シスター・チャイ・ニェム(釈尼真齋嚴)(プラムヴィレッジ ダルマティーチャー)
島田啓介(翻訳家/執筆家/マインドフルネス・ビレッジ村長)
Zen2.0 2022より、プラムヴィレッジのダルマティーチャーであるシスター・チャイ・ニェムと、プラムヴィレッジスタイルの瞑想実践者であり、ティク・ナット・ハンの書籍の翻訳家でもある島田啓介さんの対談をお届けします。全4回連載の第2回。
第2回 お母さんのように優しく温かなタイ
■世界でも珍しいファミリーリトリート
島田 私がプラムヴィレッジに最初に行ったのは1994年のことでした。今と比べるとコミュニティは小さかったものの、やはり大家族だなという感じでした。夏の間は世界中から人が集まって、リトリートをやるんですけど、それが「ファミリーリトリート」という名前なんですよね。リトリートというのは、まあ瞑想の合宿ですよね。ファミリーと言っても別に家族で来ないとファミリーじゃないよっていうのではなくて、そこに集まった人たちがみんなファミリーなんだ、という感じで、たいへん親切にしていただきました。
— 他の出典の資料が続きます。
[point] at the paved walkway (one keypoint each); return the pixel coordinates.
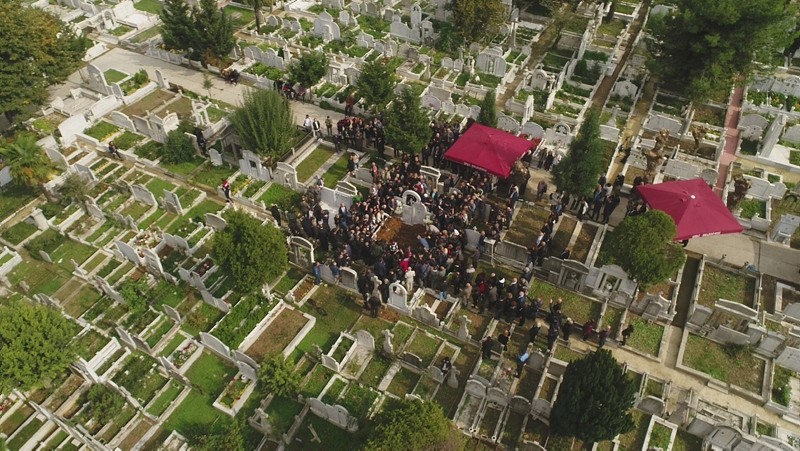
(130, 62)
(731, 137)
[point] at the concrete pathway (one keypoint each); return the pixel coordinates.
(191, 79)
(731, 137)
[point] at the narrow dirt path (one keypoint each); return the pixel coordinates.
(546, 40)
(604, 90)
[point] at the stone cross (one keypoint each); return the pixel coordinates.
(452, 377)
(388, 347)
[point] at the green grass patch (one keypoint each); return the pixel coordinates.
(720, 284)
(575, 306)
(341, 313)
(150, 6)
(165, 399)
(281, 413)
(336, 172)
(313, 162)
(646, 335)
(210, 374)
(114, 76)
(729, 364)
(19, 232)
(101, 130)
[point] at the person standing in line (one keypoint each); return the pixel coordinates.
(503, 339)
(226, 188)
(566, 329)
(588, 330)
(521, 360)
(603, 336)
(112, 149)
(626, 333)
(486, 347)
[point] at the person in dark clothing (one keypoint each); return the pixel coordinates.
(603, 336)
(276, 213)
(552, 336)
(486, 347)
(503, 339)
(626, 333)
(566, 329)
(374, 305)
(534, 331)
(521, 360)
(588, 330)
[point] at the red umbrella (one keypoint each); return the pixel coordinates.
(694, 207)
(488, 149)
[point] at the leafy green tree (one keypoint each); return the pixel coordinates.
(250, 252)
(178, 148)
(74, 189)
(177, 29)
(408, 127)
(702, 48)
(103, 402)
(594, 400)
(29, 164)
(309, 68)
(38, 51)
(376, 83)
(409, 425)
(205, 29)
(577, 173)
(643, 246)
(225, 438)
(214, 30)
(264, 123)
(277, 376)
(477, 20)
(34, 345)
(134, 292)
(488, 114)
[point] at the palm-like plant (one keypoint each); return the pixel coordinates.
(29, 164)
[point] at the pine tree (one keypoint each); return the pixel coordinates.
(215, 30)
(577, 173)
(594, 400)
(264, 123)
(376, 83)
(177, 31)
(408, 127)
(488, 114)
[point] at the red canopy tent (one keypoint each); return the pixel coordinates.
(488, 149)
(697, 211)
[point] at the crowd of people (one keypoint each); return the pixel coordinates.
(437, 260)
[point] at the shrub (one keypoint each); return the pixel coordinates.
(178, 148)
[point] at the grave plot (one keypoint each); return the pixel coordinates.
(140, 376)
(278, 334)
(442, 309)
(235, 394)
(581, 309)
(237, 324)
(730, 364)
(335, 310)
(165, 398)
(647, 335)
(718, 283)
(490, 421)
(423, 347)
(527, 219)
(403, 382)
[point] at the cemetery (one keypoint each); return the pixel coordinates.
(161, 328)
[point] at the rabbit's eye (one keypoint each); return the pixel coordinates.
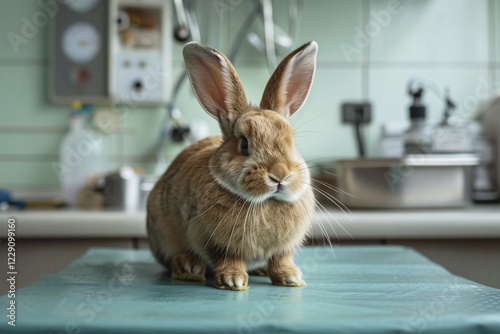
(244, 146)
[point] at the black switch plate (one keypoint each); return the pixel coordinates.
(360, 113)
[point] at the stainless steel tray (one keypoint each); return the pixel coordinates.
(415, 181)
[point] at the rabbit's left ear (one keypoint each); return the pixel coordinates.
(288, 87)
(215, 84)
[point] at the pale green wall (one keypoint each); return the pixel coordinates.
(452, 41)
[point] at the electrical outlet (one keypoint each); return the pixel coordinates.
(356, 113)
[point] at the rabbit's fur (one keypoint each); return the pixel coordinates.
(242, 198)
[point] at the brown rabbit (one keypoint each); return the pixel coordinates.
(239, 200)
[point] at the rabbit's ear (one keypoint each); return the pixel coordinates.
(288, 87)
(215, 84)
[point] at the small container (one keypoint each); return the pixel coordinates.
(122, 190)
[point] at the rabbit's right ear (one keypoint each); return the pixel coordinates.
(215, 84)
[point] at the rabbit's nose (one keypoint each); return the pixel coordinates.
(279, 172)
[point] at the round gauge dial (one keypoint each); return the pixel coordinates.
(82, 6)
(81, 42)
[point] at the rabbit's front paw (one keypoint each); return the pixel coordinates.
(232, 280)
(283, 271)
(187, 267)
(288, 277)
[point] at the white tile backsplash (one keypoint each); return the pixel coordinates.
(430, 31)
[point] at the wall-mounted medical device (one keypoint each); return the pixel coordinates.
(116, 51)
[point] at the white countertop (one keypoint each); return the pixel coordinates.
(472, 222)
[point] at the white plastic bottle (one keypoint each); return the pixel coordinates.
(81, 154)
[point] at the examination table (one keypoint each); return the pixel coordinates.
(350, 289)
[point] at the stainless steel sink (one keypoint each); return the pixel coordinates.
(416, 181)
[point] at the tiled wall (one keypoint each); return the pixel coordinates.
(451, 41)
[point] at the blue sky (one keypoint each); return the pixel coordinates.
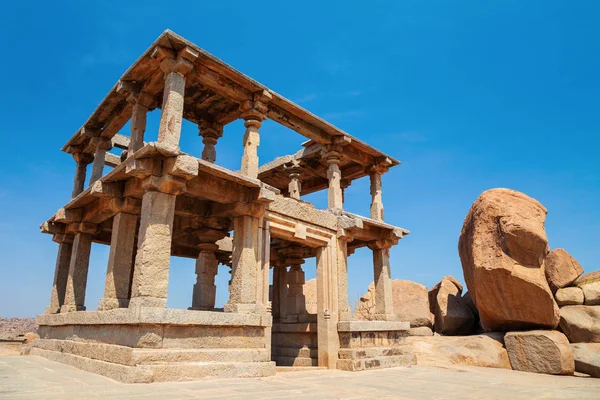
(469, 95)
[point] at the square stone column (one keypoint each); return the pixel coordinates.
(210, 132)
(207, 266)
(341, 261)
(384, 301)
(141, 102)
(61, 274)
(335, 197)
(82, 159)
(151, 272)
(102, 146)
(375, 174)
(171, 116)
(327, 307)
(245, 265)
(120, 262)
(254, 111)
(78, 271)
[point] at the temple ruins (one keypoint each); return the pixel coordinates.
(149, 201)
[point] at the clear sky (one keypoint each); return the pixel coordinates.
(469, 95)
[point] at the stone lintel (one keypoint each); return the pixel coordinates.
(154, 316)
(373, 326)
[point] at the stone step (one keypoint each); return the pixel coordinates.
(295, 361)
(161, 356)
(376, 362)
(187, 371)
(297, 369)
(176, 371)
(305, 352)
(372, 352)
(136, 356)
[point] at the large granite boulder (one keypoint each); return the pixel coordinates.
(571, 296)
(502, 247)
(581, 324)
(542, 352)
(590, 277)
(452, 315)
(411, 304)
(561, 269)
(591, 293)
(587, 358)
(485, 350)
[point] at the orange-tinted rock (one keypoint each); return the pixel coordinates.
(561, 269)
(502, 247)
(542, 352)
(581, 324)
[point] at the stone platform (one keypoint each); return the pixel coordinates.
(153, 344)
(36, 378)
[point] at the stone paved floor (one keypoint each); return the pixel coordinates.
(37, 378)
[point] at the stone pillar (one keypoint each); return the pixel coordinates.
(327, 307)
(345, 314)
(334, 194)
(151, 272)
(295, 278)
(82, 159)
(102, 146)
(277, 276)
(294, 187)
(120, 262)
(344, 184)
(245, 262)
(207, 265)
(376, 193)
(61, 274)
(171, 116)
(78, 271)
(210, 132)
(141, 102)
(254, 111)
(384, 300)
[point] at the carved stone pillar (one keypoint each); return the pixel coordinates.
(61, 274)
(245, 262)
(341, 256)
(375, 174)
(78, 269)
(151, 272)
(384, 300)
(294, 187)
(344, 184)
(207, 265)
(175, 69)
(82, 159)
(254, 112)
(295, 278)
(334, 194)
(141, 103)
(120, 262)
(102, 146)
(210, 132)
(149, 287)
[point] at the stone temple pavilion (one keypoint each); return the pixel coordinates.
(149, 201)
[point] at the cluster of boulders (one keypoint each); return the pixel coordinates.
(542, 313)
(539, 297)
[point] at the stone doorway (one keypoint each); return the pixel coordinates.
(294, 340)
瞑想というと、じっと静かにしてなくちゃならないのかなというイメージがありますよね。もちろんそういう場面もありますけれども、ファミリーリトリートではみんなで歌ったり踊ったり、何かゲームをしたりするんです。私も広島デイ、長崎デイ【*1】では、折り鶴をみんなで折るワークショップをさせていただきました。
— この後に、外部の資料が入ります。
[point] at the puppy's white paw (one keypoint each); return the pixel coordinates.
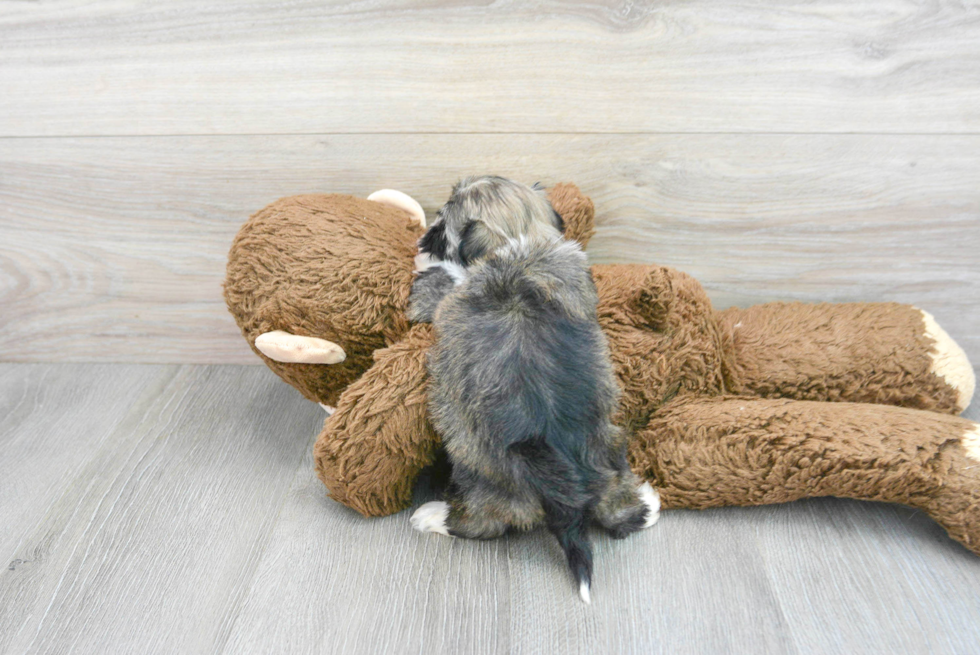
(651, 499)
(431, 517)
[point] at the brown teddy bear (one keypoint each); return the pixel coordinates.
(738, 407)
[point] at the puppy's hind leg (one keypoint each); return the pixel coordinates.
(476, 514)
(626, 506)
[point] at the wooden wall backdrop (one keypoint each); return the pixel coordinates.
(776, 150)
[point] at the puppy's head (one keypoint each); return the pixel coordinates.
(484, 213)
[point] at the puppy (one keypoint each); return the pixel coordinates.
(522, 387)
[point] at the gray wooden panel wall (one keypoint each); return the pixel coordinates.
(775, 150)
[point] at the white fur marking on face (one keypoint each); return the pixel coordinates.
(651, 499)
(971, 442)
(431, 517)
(402, 201)
(950, 362)
(285, 347)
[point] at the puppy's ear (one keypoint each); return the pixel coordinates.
(434, 241)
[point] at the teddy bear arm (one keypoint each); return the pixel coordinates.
(721, 451)
(378, 439)
(883, 353)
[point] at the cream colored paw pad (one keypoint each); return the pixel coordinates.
(400, 200)
(971, 442)
(950, 362)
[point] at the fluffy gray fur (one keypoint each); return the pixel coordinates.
(522, 388)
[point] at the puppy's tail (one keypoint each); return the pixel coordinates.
(569, 527)
(562, 490)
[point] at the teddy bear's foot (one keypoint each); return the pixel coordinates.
(651, 499)
(282, 346)
(881, 353)
(950, 362)
(402, 201)
(431, 517)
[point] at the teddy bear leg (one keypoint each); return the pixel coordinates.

プラムヴィレッジは、元々みんなファミリーなんだ、ということを思い出す場所なんですよね。その印象が強く残っています。
【*1 プラムヴィレッジでは毎年8月6日、9日の原爆被災の日の近辺に、平和を祈る催しPeace Festivalを開催している。】
過去に開催されたPeace Festivalの様子
©Plum Village Community of Engaged Buddhism, Inc.
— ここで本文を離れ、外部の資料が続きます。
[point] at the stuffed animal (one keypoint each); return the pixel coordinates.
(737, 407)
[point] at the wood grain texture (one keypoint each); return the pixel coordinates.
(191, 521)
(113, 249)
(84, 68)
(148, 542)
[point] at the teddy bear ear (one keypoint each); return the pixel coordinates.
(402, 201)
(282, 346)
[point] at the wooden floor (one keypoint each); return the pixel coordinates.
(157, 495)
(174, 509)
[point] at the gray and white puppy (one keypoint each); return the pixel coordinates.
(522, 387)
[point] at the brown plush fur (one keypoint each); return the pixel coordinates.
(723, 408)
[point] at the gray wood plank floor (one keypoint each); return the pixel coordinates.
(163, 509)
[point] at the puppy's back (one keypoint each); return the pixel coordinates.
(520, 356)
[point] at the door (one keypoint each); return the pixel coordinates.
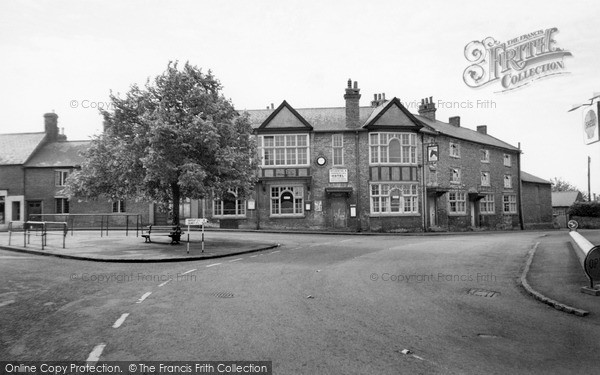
(338, 211)
(34, 211)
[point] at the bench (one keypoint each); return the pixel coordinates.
(172, 231)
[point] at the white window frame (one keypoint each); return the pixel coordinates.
(219, 206)
(485, 155)
(297, 192)
(379, 146)
(485, 178)
(455, 175)
(459, 198)
(64, 203)
(60, 176)
(454, 150)
(337, 146)
(509, 203)
(283, 147)
(487, 205)
(385, 197)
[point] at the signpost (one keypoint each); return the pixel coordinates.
(197, 222)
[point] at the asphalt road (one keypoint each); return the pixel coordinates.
(337, 304)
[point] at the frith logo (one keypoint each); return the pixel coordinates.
(515, 63)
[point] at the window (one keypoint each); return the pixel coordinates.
(60, 176)
(485, 156)
(457, 202)
(487, 204)
(509, 203)
(454, 150)
(394, 199)
(119, 206)
(287, 200)
(337, 143)
(284, 149)
(229, 205)
(455, 175)
(485, 178)
(62, 205)
(393, 148)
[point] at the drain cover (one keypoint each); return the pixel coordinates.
(223, 294)
(483, 293)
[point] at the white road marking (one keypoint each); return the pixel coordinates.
(5, 303)
(120, 320)
(96, 353)
(144, 297)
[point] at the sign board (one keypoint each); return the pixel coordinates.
(196, 221)
(591, 132)
(338, 175)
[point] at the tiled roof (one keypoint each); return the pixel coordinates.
(334, 119)
(565, 198)
(526, 177)
(59, 154)
(17, 148)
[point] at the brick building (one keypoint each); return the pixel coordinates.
(376, 168)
シスター・チャイ はい、そうですね、今、いろいろな国にいろいろなスタイルの瞑想センターがありますけれども、子どもを連れて一緒に瞑想する場所というのは少ないと思います。だいたい沈黙が基本となっていますのでね。ですから、静けさを求めて初めてプラムヴィレッジに来られる方は、結構びっくりされていますね。
でも考えてみれば、リトリートに来るのは、マインドフルなライフスタイルを学んで、それを日常生活に持ち帰りたいからですよね。だからリトリートでの環境と普段の自分が生活している環境があまりに乖離していると、学んだものを日常生活で続けていくことが難しいと思います。
プラムヴィレッジは子どももたくさんいますし、みんなでわいわい話したりもしているので、あまり外と変わりません。もちろん沈黙の時間もありますが。
プラムヴィレッジでは日常で扱えるマインドフルネスを皆さんに身につけていただいて、自分の生活に持ち帰ってもらえたら、というような感じでやっております。
■今このとき、すばらしいこのとき
島田 そのリトリートの生活のなかでは、タイのガーター(瞑想のための短い詩)があちこちに貼ってあります。手を洗うときとか、トイレに行くときとか、ごはんを食べるときとか、いろんな短いガーターが目に入るようになっているんです。
プラムヴィレッジのあちこちに掲示されているガーター
© Plum Village Community of Engaged Buddhism, Inc.
シスター・チャイ 持っていますよー、ガーター。
『今このとき、すばらしいこのとき Present Moment Wonderful Moment』ティク・ナット・ハン[著]/島田啓介[訳]、サンガ)を手に
島田 あ、それです。いま日本語に翻訳された『今このとき、すばらしいこのとき Present Moment Wonderful Moment』【*2】を今シスターに見せていただいていますけれど、このなかに、プラムヴィレッジのあちこちに散りばめてある、たくさんの小さな身近な言葉が入っています。ガーターを見ると、「ああ、プラムヴィレッジでやったことは、うちでもできるな」というふうに思います。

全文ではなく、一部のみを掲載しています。